Showing posts with label keele university. Show all posts
Showing posts with label keele university. Show all posts

Tuesday, 15 December 2015

Sitting on money

Sneyd Hall (rear view)

It's plain amazing to think that the Sneyd family had to do very very little to 'earn' this huge hall.  The land they owned just had acres and acres of coal underneath it - and they made a handsome living from the rights.  They even built a racecourse (no longer there) at the end of one of their drives!

The last Sneyd died in the fifties I think, and by then this hall had already become part of what was to be Keele University.

Friday, 9 January 2015

Stables fit for a vice-chancellor

The University of Keele Clock House

The University of Keele took over the old Sneyd Hall and its estate in the 1950s - and the institution has never looked back since.

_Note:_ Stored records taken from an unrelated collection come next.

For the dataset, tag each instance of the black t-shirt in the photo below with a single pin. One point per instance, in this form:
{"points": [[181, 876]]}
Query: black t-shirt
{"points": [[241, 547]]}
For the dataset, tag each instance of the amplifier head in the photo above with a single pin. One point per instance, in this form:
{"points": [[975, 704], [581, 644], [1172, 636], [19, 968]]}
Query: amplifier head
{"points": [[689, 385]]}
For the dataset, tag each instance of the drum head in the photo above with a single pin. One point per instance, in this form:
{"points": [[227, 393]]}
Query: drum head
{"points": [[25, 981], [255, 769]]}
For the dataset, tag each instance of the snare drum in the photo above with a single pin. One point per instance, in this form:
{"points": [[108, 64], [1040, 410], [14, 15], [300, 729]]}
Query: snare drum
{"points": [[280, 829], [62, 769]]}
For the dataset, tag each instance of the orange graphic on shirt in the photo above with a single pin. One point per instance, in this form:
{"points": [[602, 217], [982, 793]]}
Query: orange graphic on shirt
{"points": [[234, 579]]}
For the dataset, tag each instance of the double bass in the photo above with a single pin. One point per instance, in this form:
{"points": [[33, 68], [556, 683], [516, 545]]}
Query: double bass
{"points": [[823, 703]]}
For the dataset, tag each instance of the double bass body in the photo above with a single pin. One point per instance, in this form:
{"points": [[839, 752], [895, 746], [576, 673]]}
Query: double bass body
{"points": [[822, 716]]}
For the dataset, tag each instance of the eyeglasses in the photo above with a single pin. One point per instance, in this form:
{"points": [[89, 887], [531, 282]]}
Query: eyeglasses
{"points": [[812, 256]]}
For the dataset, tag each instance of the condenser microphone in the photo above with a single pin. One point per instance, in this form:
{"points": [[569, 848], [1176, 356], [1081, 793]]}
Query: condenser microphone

This courtyard complex in the picture is a little distance off from the main hall, built as the estate stables in the nineteenth century.  It is named The Clock House.
For some odd reason, it was made the Vice-Chancellor's official residence.

Thursday, 27 June 2013

Lady in a niche


This charming sculpture is to be found tucked away in a niche, almost out of sight, in Keele Hall, the mansion that is the oldest part of Keele University.

It has no attribution or labelling.
I was rather wondering who the sculptor was, but no one seemed to know.

Thursday, 7 February 2013

Keele's prison... not


This church looked like a jail to me, the first time I saw it. Those imposing keep-like towers and the narrow windows gave me a chill. 
It's one of the major buildings overlooking the main square on the Keele University campus, and I wondered then what brave university-department could be housed there - dissection studies perhaps?

The fact that it turned out to be the university church bemused me.

Keele is a modern university, established just after the war, and the church is deliberately multi-denominational. So, maybe the intention of the look was deliberate - in that it could not be identified with any one Christian sect or tradition.
It's made of Staffordshire blue-brick.